Omer San, Suraj Pawar, Adil Rasheed

wrongmedium confidence

Category: math.DS
Journal tier: Specialist/Solid
Processed: Sep 28, 2025, 12:56 AM
arXiv Links: Abstract ↗PDF ↗

Audit review

The paper defines the VMRL binary reward as r_t = +10 if σ||s_base^t − s_ROM^t|| < ||s_base^t − s_test^t|| and −10 otherwise (its Eq. 22), with s_base the base ROM (Eq. 4), s_ROM the closure ROM (Eq. 7), and s_test the test model state constructed from the variational multiscale split. Under these definitions, setting the closure identically to zero makes the closure ROM coincide with the base ROM, i.e., s_ROM^t ≡ s_base^t, so the left-hand side becomes zero and the strict inequality is satisfied whenever s_base^t ≠ s_test^t. Thus the zero-closure policy earns the per-step maximum reward whenever the yardstick is nonzero, making the RL objective degenerate and trivially optimized.

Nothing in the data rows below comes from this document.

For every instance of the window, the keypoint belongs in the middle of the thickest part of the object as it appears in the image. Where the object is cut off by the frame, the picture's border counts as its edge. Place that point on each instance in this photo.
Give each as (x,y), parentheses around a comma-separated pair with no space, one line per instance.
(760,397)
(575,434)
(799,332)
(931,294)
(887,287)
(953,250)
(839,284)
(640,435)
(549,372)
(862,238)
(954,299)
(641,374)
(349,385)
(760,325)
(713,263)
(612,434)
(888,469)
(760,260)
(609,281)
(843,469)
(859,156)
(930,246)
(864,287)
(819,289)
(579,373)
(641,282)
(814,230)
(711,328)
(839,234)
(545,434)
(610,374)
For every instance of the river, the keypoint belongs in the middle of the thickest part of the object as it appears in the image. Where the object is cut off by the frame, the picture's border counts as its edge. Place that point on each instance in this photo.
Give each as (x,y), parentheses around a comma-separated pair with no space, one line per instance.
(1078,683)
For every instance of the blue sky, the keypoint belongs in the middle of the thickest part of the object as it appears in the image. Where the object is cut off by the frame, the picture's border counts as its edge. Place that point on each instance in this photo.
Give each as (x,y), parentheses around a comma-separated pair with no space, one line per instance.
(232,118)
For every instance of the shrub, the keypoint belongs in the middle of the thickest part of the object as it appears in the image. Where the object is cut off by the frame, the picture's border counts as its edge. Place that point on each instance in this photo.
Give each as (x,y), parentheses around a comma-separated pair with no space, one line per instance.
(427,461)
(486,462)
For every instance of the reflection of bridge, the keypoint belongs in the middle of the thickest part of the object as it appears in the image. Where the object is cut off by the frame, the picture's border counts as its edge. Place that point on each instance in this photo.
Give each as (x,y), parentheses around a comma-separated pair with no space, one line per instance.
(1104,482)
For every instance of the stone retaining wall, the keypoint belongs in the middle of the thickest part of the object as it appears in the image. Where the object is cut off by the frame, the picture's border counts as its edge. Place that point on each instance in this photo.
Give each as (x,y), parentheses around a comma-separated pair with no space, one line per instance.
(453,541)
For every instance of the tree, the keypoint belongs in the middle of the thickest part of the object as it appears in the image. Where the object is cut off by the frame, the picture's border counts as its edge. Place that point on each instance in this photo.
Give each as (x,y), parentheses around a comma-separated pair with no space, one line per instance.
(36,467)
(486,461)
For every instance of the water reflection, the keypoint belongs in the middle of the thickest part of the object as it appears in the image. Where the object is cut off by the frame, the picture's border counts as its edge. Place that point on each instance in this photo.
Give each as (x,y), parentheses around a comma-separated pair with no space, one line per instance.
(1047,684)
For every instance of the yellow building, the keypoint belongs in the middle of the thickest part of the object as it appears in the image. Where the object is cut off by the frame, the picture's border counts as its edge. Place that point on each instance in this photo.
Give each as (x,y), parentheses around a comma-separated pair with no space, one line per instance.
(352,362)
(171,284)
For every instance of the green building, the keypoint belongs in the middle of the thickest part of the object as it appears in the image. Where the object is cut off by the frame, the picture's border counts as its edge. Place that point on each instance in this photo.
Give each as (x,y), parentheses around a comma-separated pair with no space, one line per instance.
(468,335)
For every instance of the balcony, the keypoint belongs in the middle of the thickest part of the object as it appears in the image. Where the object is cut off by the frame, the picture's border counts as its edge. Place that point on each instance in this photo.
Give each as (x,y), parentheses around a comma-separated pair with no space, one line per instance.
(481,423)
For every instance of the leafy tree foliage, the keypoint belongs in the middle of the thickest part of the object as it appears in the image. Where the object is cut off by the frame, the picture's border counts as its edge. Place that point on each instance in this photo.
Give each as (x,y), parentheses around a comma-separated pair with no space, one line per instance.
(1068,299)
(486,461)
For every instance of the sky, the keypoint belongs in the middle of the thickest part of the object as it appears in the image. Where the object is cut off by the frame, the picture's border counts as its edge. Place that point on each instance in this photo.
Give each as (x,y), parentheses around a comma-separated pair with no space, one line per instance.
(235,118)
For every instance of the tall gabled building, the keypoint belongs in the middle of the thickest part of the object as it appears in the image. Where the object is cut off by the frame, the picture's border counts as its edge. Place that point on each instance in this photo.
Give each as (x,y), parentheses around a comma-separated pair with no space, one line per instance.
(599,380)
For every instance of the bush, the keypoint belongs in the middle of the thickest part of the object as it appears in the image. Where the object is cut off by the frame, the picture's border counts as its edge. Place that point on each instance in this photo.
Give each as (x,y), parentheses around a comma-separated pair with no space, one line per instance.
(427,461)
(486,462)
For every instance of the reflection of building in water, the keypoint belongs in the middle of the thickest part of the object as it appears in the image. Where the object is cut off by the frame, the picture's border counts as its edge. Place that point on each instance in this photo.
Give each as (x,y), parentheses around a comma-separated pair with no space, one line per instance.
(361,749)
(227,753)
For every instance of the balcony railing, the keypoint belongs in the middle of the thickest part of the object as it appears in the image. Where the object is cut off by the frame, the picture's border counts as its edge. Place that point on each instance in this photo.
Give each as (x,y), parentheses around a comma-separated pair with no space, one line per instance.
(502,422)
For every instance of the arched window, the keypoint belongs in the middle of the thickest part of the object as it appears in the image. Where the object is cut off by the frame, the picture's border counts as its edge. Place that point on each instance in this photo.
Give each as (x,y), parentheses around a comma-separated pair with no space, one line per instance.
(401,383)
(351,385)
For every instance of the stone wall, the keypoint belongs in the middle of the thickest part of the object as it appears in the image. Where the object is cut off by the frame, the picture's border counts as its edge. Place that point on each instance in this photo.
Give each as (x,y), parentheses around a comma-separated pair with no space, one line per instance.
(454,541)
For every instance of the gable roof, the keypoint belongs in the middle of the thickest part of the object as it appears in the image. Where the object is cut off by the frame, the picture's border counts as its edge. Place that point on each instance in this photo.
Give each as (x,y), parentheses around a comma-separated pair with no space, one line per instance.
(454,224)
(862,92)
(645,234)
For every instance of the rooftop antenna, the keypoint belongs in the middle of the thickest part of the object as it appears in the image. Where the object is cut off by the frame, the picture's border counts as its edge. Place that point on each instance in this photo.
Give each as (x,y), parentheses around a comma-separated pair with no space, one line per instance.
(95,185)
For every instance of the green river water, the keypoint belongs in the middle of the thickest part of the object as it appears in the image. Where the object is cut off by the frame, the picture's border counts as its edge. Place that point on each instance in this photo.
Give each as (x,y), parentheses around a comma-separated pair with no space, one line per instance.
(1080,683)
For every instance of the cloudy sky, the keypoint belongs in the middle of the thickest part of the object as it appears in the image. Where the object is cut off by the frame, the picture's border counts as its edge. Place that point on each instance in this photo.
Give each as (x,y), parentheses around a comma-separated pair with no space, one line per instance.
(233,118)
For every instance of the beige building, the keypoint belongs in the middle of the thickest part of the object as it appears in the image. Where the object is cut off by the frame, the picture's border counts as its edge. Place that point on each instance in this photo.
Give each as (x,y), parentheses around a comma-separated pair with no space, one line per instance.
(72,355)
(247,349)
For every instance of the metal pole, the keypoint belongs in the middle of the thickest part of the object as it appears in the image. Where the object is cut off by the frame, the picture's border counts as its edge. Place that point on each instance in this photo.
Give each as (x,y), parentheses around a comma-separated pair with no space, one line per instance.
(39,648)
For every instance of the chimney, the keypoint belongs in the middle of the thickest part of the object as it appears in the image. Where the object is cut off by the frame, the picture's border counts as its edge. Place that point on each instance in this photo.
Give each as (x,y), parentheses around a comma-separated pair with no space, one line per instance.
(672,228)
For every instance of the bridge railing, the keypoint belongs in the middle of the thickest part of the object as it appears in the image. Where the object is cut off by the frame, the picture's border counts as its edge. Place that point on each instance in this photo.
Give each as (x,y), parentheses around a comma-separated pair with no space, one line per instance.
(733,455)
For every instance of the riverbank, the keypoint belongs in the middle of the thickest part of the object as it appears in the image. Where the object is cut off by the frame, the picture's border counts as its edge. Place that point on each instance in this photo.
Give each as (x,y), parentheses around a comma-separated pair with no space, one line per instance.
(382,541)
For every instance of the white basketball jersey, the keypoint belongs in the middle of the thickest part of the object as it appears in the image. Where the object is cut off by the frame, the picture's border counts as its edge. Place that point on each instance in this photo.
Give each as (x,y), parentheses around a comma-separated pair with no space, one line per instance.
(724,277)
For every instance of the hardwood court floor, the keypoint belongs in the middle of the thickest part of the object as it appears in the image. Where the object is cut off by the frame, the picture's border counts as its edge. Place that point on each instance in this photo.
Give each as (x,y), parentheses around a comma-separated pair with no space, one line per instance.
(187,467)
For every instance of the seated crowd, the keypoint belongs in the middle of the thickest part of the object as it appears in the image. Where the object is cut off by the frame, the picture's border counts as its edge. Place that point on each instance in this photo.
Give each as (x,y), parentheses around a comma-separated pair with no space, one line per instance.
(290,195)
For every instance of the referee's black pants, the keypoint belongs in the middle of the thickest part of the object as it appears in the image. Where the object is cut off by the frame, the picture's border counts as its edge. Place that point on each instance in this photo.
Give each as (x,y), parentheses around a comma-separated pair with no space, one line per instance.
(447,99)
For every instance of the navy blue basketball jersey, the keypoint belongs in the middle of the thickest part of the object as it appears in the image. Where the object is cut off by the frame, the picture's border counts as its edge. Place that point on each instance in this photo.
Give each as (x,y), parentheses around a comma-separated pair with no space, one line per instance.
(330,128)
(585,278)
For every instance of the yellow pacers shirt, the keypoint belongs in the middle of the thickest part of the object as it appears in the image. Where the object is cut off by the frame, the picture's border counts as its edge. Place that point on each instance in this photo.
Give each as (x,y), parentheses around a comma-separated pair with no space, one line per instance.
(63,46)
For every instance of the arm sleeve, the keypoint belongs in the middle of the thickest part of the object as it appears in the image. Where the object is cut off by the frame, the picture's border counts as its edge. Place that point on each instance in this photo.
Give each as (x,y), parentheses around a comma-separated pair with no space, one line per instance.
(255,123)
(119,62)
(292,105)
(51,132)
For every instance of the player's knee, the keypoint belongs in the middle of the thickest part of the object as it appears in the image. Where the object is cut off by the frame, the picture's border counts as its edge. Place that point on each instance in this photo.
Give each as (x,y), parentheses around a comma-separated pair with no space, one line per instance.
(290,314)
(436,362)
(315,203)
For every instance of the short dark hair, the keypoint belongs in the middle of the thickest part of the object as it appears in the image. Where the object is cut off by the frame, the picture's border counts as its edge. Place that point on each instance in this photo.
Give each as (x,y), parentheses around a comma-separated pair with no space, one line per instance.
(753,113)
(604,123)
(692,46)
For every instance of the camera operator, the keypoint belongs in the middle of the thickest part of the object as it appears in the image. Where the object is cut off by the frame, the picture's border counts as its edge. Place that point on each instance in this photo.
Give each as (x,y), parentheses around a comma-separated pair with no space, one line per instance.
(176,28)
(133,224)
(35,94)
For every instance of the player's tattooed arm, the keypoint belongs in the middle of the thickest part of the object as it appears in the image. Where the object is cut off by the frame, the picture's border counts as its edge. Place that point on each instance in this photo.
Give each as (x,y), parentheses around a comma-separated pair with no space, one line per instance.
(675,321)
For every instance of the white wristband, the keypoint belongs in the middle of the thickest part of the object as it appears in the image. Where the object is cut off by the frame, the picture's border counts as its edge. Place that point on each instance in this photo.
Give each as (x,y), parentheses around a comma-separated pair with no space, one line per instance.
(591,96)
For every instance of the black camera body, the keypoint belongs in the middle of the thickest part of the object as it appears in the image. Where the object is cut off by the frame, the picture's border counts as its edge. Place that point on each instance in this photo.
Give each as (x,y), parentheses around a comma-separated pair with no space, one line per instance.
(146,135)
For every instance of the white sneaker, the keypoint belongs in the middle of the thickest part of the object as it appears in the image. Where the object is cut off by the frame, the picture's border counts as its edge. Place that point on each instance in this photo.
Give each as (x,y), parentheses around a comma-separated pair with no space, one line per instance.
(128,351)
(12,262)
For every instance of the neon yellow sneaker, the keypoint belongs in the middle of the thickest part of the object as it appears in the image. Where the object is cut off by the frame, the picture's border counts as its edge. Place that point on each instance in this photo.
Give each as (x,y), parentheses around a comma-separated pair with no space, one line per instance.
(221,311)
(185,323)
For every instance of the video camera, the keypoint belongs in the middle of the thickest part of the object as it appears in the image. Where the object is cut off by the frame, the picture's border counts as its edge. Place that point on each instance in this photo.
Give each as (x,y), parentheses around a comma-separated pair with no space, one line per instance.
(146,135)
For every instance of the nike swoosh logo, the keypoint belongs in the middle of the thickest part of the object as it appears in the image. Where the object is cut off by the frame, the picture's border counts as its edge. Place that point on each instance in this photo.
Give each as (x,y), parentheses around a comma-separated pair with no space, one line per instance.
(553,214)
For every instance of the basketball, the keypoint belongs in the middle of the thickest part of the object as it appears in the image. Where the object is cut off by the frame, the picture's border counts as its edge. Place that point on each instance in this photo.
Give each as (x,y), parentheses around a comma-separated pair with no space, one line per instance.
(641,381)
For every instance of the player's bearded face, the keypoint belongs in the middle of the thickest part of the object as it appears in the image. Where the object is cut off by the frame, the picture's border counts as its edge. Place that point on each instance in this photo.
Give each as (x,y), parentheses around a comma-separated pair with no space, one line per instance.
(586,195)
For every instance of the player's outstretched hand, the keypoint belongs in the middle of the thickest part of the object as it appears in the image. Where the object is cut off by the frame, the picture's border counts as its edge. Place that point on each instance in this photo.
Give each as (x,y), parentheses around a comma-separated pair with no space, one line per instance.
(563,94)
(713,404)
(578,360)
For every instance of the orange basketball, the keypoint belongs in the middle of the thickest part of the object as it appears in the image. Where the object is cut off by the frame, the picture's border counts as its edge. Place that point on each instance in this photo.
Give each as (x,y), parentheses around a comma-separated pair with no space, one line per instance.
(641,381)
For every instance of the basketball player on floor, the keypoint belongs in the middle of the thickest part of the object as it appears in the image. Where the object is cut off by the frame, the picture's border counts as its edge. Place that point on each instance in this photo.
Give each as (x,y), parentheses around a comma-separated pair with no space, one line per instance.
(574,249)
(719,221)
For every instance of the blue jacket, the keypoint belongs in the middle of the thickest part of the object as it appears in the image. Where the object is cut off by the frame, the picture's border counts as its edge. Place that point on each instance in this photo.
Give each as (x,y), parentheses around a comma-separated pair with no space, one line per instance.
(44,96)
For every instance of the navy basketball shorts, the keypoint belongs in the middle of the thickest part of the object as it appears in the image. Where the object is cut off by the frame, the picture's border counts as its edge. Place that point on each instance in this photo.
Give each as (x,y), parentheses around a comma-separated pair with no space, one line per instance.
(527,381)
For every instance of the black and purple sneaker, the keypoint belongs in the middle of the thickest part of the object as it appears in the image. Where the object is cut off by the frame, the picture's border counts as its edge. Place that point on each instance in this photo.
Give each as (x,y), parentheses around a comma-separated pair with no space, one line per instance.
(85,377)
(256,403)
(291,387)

The paper never acknowledges this degeneracy and, moreover, claims empirical improvements of VMRL over the base ROM, which conflicts with the reward logic as written. The candidate solution correctly identifies and proves this degeneracy and provides a careful value-function rewriting; the paper’s formulation is therefore flawed or mis-specified (very likely a sign/target mismatch in Eq. 22 or in the state definitions).

Referee report (LaTeX)

\textbf{Recommendation:} major revisions

\textbf{Journal Tier:} specialist/solid

\textbf{Justification:}

The manuscript tackles an important problem and proposes a creative VMS-inspired reward design for RL-based ROM closures. However, with the reward as written, a trivial policy (zero closure) provably maximizes the return whenever the base–test discrepancy is nonzero, so the objective becomes degenerate. This contradicts the stated objective (to move the closure ROM closer to the test model) and the empirical claims of improved accuracy over the base ROM. The contribution can be made solid by correcting the reward definition, providing theoretical non-degeneracy arguments, and reconciling implementation with text.